The contempt for local government could not be made any more clear, and there is no sign of any change.
Central SG control
A prime and shocking example of centralised control in Scotland by Holyrood is the reaction to COVID-19. Barnett consequentials have seen an additional £6.5bn given to Scotland. Between 18 March and 31 July, the Scottish Government announced spending and tax measures to tackle Covid of £5.3bn and at 31st July this year it expected to spend £4.8bn of which £4bn was set in the Summer budget revision.
The actual spend to date of the £5.3bn at end of July showed an underspend of £402m for business support and £178m for public services . The important point here is that not all the monies had been allocated at that date and that any underspends can be used for other purposes.
Now the City of Edinburgh has produced an interim financial report which puts the Covid bill for this year for the city at £89.6m. There are confirmed Covid monies to Edinburgh of £19.9m and taking other monies, including ‘savings’, along with using £19.6m of reserves, Edinburgh will still have a shortfall of £17.2m.
This will not be unique to Scotland’s capital but does illustrate the double bind that local government is in with COVID-19: tackling the problems created along with the cost of doing so with insufficient funding and still having to make cuts of £39m at the same time. This is where the unallocated monies and the underspend can be used especially now in this time of great need.
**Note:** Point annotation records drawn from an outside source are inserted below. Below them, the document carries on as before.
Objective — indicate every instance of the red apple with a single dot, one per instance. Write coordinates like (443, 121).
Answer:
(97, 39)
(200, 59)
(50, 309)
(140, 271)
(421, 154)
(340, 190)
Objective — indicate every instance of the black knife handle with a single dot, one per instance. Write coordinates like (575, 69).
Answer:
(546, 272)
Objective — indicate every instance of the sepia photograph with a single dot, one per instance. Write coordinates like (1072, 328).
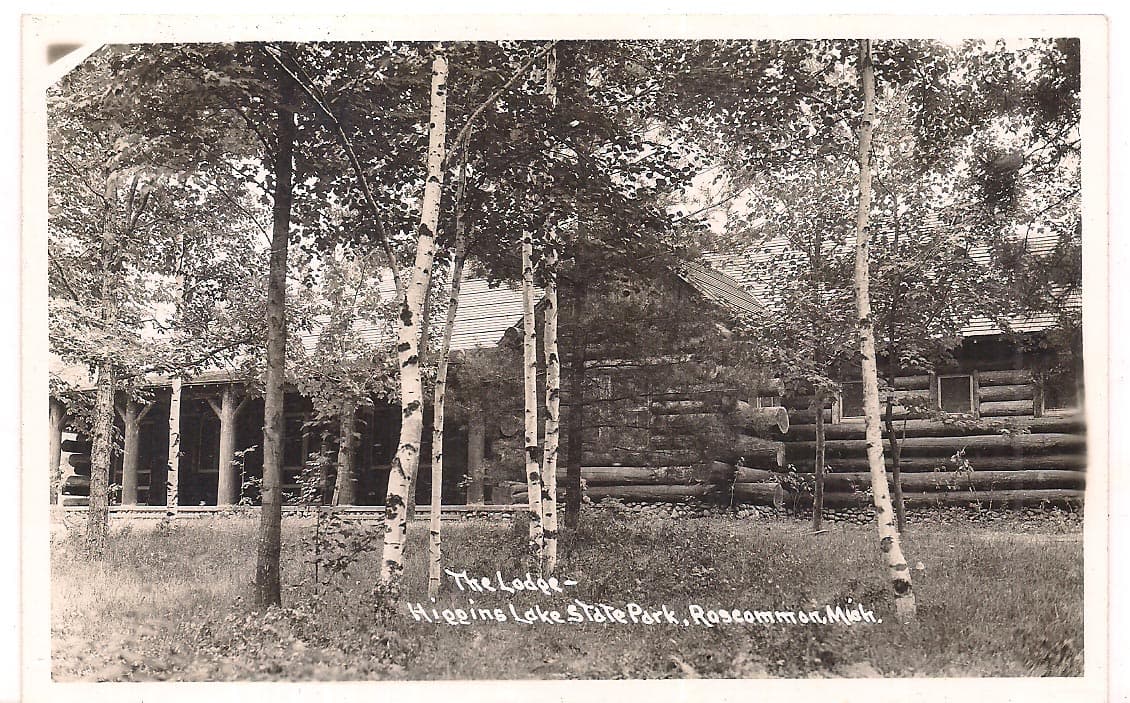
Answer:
(540, 352)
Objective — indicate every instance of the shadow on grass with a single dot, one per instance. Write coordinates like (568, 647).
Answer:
(168, 604)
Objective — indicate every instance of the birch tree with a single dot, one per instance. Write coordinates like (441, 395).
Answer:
(411, 395)
(439, 413)
(553, 365)
(533, 478)
(888, 532)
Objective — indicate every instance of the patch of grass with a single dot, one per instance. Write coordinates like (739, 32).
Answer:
(170, 604)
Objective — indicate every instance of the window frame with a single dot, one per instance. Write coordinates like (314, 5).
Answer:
(974, 406)
(839, 414)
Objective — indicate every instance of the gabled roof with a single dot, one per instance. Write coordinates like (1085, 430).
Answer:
(749, 268)
(721, 288)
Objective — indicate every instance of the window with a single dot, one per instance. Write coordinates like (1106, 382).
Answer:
(851, 400)
(1061, 390)
(955, 393)
(766, 401)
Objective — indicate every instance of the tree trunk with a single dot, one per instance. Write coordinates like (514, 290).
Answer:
(268, 589)
(818, 497)
(411, 391)
(896, 475)
(131, 421)
(173, 468)
(425, 318)
(227, 488)
(345, 486)
(97, 521)
(575, 417)
(58, 418)
(435, 537)
(892, 374)
(530, 385)
(888, 534)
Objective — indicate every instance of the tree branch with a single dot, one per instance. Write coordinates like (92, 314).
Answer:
(276, 54)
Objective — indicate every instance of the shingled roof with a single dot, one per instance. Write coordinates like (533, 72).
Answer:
(749, 269)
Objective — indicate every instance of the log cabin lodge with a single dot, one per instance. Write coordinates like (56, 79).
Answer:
(1013, 435)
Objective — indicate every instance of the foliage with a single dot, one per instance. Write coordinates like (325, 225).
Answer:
(148, 612)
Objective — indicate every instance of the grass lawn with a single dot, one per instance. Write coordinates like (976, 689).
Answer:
(171, 604)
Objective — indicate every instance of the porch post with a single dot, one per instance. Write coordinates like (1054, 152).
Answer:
(172, 477)
(476, 448)
(58, 413)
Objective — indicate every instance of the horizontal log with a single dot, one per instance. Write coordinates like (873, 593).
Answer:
(915, 383)
(79, 447)
(758, 422)
(806, 416)
(77, 485)
(619, 476)
(1008, 408)
(674, 441)
(720, 472)
(759, 493)
(753, 452)
(955, 480)
(992, 393)
(975, 445)
(686, 421)
(988, 498)
(641, 458)
(1011, 376)
(939, 428)
(979, 463)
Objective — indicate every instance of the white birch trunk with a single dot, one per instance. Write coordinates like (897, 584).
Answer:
(411, 392)
(435, 552)
(553, 370)
(58, 417)
(553, 414)
(345, 486)
(530, 378)
(131, 454)
(172, 477)
(888, 534)
(227, 489)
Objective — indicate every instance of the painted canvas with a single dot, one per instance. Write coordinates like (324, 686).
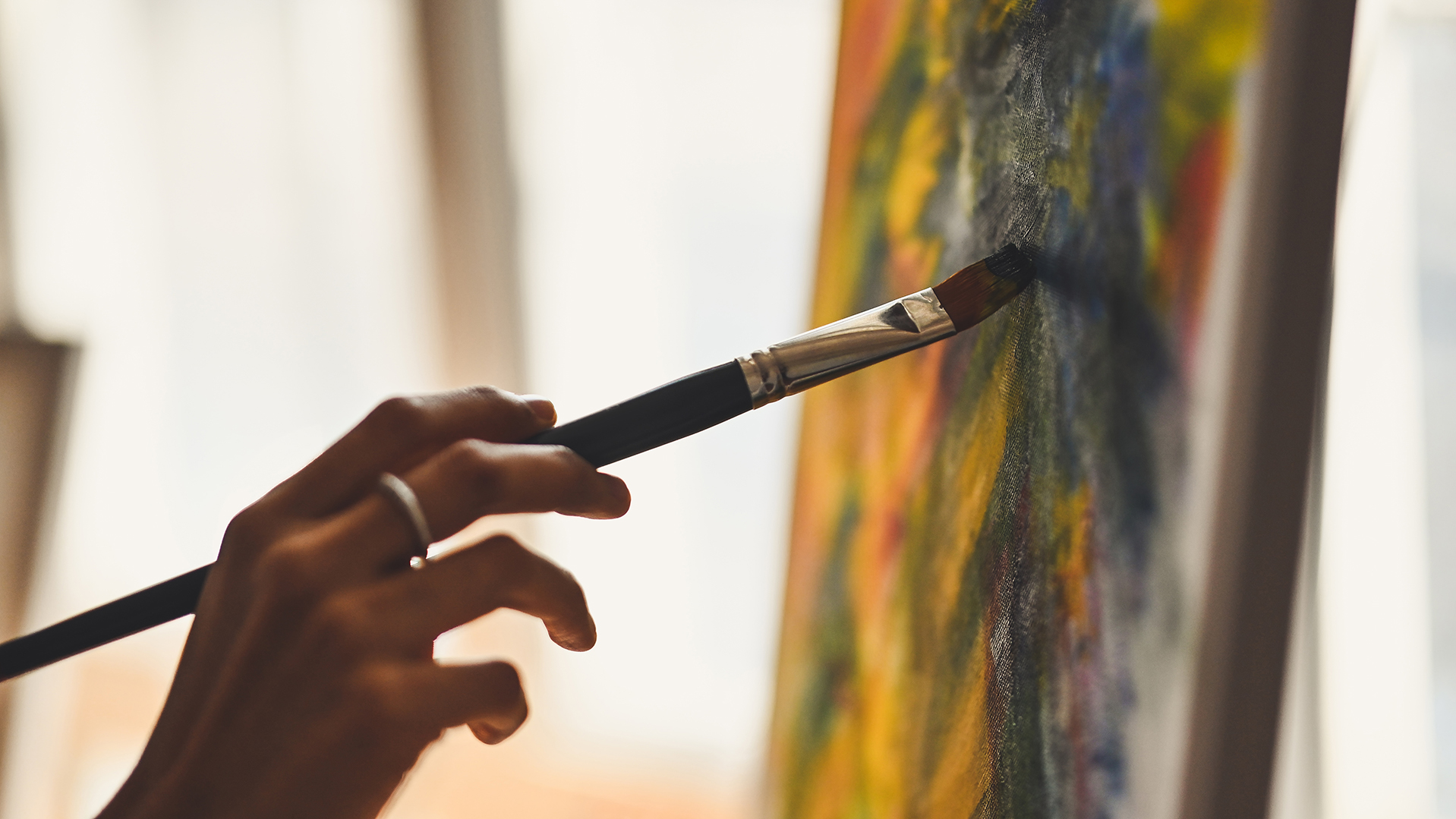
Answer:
(986, 584)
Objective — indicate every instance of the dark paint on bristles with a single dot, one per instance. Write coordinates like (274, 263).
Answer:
(975, 293)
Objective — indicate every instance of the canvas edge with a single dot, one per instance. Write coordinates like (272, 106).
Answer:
(1273, 401)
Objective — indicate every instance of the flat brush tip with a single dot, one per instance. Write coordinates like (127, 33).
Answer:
(975, 293)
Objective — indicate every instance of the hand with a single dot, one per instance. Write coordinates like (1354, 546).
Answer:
(307, 685)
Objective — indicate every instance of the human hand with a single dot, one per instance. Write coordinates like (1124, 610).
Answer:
(307, 684)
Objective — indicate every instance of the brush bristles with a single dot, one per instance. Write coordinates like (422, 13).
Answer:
(977, 291)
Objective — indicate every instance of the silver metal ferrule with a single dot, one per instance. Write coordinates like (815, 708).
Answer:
(845, 347)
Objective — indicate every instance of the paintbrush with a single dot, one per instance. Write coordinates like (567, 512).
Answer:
(654, 417)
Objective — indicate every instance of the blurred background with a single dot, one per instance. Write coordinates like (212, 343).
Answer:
(233, 226)
(251, 220)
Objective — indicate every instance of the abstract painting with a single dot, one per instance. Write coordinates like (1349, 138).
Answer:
(986, 584)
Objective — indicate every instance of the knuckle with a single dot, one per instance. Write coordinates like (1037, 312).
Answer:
(249, 528)
(506, 556)
(292, 571)
(344, 622)
(477, 466)
(399, 417)
(379, 691)
(506, 679)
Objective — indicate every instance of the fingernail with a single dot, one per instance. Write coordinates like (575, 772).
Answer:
(542, 408)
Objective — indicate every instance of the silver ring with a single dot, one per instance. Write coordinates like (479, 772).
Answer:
(404, 499)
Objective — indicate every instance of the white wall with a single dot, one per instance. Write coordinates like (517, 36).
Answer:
(670, 157)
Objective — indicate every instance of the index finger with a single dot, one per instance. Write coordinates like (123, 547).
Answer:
(404, 433)
(475, 581)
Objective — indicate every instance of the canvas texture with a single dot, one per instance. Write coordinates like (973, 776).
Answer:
(986, 587)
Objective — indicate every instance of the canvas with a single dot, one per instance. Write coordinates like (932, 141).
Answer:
(989, 607)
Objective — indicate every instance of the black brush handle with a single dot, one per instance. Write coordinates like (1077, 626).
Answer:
(658, 417)
(654, 417)
(106, 623)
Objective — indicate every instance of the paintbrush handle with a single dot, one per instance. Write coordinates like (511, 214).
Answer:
(102, 625)
(654, 417)
(658, 417)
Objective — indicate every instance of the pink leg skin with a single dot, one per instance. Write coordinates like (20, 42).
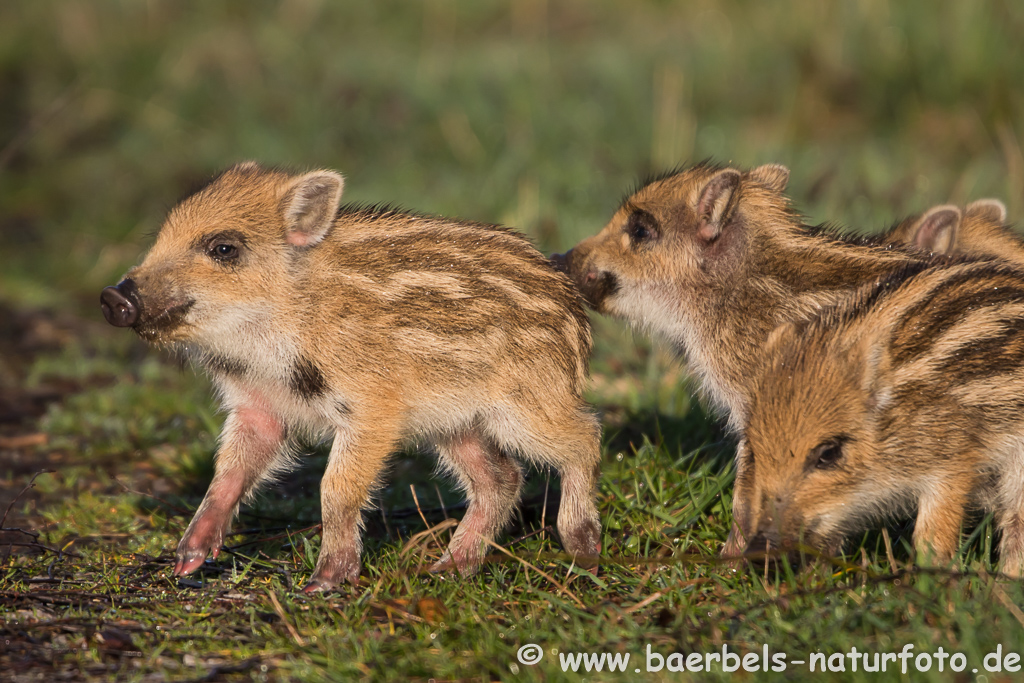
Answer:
(492, 480)
(251, 444)
(355, 463)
The fact that the money is hoarded and not distributed is telling about the views held on local government by Holyrood. The centre will not let go despite the need being articulated at a local level. This is where councils rely on Parliament to do the job for which MSPs are elected . Failure to do so will be a dereliction of duty. This is why Audit Scotland say that ‘public finances must adapt to COVID-19’. The test is there but is the will there to meet the task ?
Just Change means no change
There will be no change in council funding despite the launch of Just Change in December 2015. There will be no change except downwards in council funding from Holyrood despite the hard work on the front line against Covid-19. Councils were struggling with their budgets before the virus took hold. Cuts were being felt and services are being cut right now, whether Citizens’ Advice funding, or our friends in the third sector who are at the sharp end too. The exporting of budget cuts by councils to the third sector or their arm’s length external organisation cannot continue.
Councils are at breaking point. There is no sign that Holyrood has the political maturity, never mind the will, to recognise the predicament of local government and the peril faced by citizens who rely on the services they provide. This is a dereliction of duty on their part. When you are in between a rock and a hard place you are forced to make what Audit Scotland says are “hard decisions.”
It will take the combined effort of citizens, trade unions, councillors and parliamentarians working together to get Scotland’s councils out from between a rock and hard place.